A binary matroid is a matroid which is representable over F2

isTernary :: Ord a => Matroid a -> Bool Source

A ternary matroid is a matroid which is representable over F3

data LMR a b Source

Constructors

L a 
Mid 
R b 

Instances

(Eq a, Eq b) => Eq (LMR a b) 
(Ord a, Ord b) => Ord (LMR a b) 
(Show a, Show b) => Show (LMR a b) 

seriesConnection :: (Ord a1, Ord a) => (Matroid a, a) -> (Matroid a1, a1) -> Matroid (LMR a a1) Source

parallelConnection :: (Ord a1, Ord a) => (Matroid a, a) -> (Matroid a1, a1) -> Matroid (LMR a a1) Source

twoSum :: (Ord a1, Ord a) => (Matroid a, a) -> (Matroid a1, a1) -> Matroid (LMR a a1) Source

f7 :: Matroid Int Source

The Fano plane F7 = PG(2,F2)

f7m :: Matroid Int Source

F7-, the relaxation of the Fano plane by removal of a line

pappus :: Matroid Int Source

The Pappus configuration from projective geometry

nonPappus :: Matroid Int Source

Relaxation of the Pappus configuration by removal of a line

desargues :: Matroid Int Source

The Desargues configuration

v8 :: Matroid Int Source

The Vamos matroid V8. It is not representable over any field.

p8 :: Matroid Int Source

P8 is a minor-minimal matroid that is not representable over F4, F8, F16, ... . It is Fq-representable if and only if q is not a power of 2.

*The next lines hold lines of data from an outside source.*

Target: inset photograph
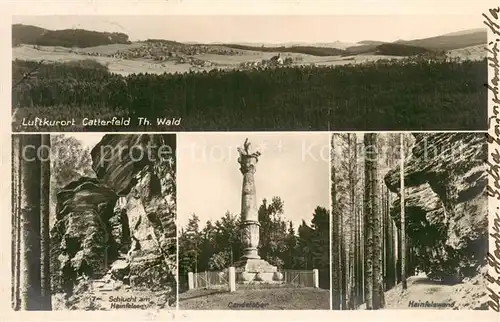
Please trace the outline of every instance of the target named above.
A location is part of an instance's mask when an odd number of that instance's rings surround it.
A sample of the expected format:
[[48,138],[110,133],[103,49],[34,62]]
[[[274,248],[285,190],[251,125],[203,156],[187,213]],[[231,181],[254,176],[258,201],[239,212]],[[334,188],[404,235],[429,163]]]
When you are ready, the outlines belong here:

p8' :: (Ord a, Num a) => Matroid a Source

p8m :: Matroid Int Source

P8- is a relaxation of P8. It is Fq-representable if and only if q >= 4.

p8mm :: Matroid Int Source

P8-- is a relaxation of P8-. It is a minor-minimal matroid that is not representable over F4. It is Fq-representable if and only if q >= 5.

wheelGraph :: (Num a, Enum a) => a -> Graph a Source

w4 :: (Ord a, Num a) => Matroid a Source

rankPoly :: Ord a => Matroid a -> GlexPoly Integer String Source

Given a matroid m over elements es, the rank polynomial is a polynomial r(x,y), which is essentially a generating function for the subsets of es, enumerated by size and rank. It is efficiently calculated using deletion and contraction.

It has the property that r(0,0) is the number of bases in m, r(1,0) is the number of independent sets, r(0,1) is the number of spanning sets. It can also be used to derive the chromatic polynomial of a graph, the weight enumerator of a linear code, and more.